In the 70’s, Donald Sutherland dealt with the loss of a child in disparate ways. In Ordinary People, it was extensive psychoanalysis. In the scorchingly frightening, methodical Don’t Look Now, it was gondola excursions in Europe. Like most Italian giallos from Dario Argento, the pigment red (like the signature raincoat that Christine, the deceased daughter wears) is a leitmotif of the film. A harbinger to the drowning is John Baxter (Sutherland) spilling wine over a slide of said daughter (which then resembles stained glass).
The sound design is juxtaposed to maximum angst with Laura’s (Julie Christie) high-pitched squeal seguing into a drill. The aura of the film is replete with cosmic coincidences and omens with doors swinging open from the gusty wind which results in a hereafter confession from an elderly woman about “seeing” the posthumous progeny. A quintessential horror movie would wallow in the misery but the psychic claims that she was laughing in the afterlife and sadness is only a transient temperament.
The fainting spell by Christie spurs a sightseeing tour in Venice which is gorgeously lensed. Of the two, Christie has a spiritual awakening whereas Sutherland is the calloused one who bemoans even sojourning into a church. It’s a polymathic examination of the grieving process where some people retreat to workaholic habits (John is not deterred with his restoration project), heathenish disbelief or wholehearted submission to faith.

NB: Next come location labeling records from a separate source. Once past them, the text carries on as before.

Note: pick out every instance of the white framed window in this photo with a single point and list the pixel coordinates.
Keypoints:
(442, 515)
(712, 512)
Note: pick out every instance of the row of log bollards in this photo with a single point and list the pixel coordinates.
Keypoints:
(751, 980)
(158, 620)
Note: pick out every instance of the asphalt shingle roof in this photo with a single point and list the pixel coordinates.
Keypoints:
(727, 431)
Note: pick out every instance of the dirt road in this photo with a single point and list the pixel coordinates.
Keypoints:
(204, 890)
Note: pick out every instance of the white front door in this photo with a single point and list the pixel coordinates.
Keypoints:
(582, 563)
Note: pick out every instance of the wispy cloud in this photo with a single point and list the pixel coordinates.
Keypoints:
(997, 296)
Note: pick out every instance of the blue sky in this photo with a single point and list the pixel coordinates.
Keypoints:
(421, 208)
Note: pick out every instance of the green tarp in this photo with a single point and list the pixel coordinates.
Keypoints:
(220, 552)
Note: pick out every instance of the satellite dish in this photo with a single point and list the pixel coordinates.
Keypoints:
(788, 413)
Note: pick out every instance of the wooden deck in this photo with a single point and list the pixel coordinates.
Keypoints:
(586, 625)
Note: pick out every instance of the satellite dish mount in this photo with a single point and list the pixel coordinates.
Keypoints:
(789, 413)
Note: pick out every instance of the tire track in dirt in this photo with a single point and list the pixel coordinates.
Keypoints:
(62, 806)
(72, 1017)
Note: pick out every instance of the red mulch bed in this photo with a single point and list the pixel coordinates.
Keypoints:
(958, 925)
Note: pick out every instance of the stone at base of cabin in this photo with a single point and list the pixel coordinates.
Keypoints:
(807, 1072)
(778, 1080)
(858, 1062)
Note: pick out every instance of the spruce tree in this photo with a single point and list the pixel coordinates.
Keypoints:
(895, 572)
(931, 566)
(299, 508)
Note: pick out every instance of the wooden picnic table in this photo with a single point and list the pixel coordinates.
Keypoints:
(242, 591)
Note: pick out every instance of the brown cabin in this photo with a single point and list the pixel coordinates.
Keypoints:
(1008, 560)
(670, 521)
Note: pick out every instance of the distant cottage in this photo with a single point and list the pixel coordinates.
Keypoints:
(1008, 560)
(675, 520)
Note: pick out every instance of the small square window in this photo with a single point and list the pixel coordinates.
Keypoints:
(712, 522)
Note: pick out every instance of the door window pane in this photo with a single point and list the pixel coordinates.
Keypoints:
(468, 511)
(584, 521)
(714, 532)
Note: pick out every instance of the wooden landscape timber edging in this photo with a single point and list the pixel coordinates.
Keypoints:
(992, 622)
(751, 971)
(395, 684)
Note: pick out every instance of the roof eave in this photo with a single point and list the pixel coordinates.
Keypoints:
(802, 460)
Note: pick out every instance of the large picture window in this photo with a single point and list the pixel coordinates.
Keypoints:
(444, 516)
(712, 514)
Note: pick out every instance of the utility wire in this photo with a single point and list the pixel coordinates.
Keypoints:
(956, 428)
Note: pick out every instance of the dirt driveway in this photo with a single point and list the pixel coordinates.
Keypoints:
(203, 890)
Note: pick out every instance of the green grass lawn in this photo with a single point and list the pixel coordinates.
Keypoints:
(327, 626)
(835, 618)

The sex scene between Sutherland and Christie is rather infamous for reportedly being unsimulated. I can vouch for its unfeigned verisimilitude but it is also charged with tenderness and afterglow romanticism. The intercutting between the intercourse and the redressing afterwards was a innovative technique that skirted the censors but also poetically reinforces the character’s rhapsodic recollections of their eros. The serial-killer-on-the-loose storyline seems to be perpendicular but Roeg amplifies the hair-raising milieu with tilted angles and zooms of a furtive figure in a red raincoat dashing around the murder sites.
With the silhouetted shadows through the Roman corridors and clandestine happenings insinuate that Roeg is crafting a noir at times. The shattering-glass scene during John’s mosaic reassembly is breathlessly jarring and operatic. Whichever miscellaneous genres the film dabbles in, Don’t Look Now is an exquisitely jaw-dropping, rococo masterstroke that deserves its place on the mantle of audaciously moody classics. The conclusion will be forever etched in your memory bank.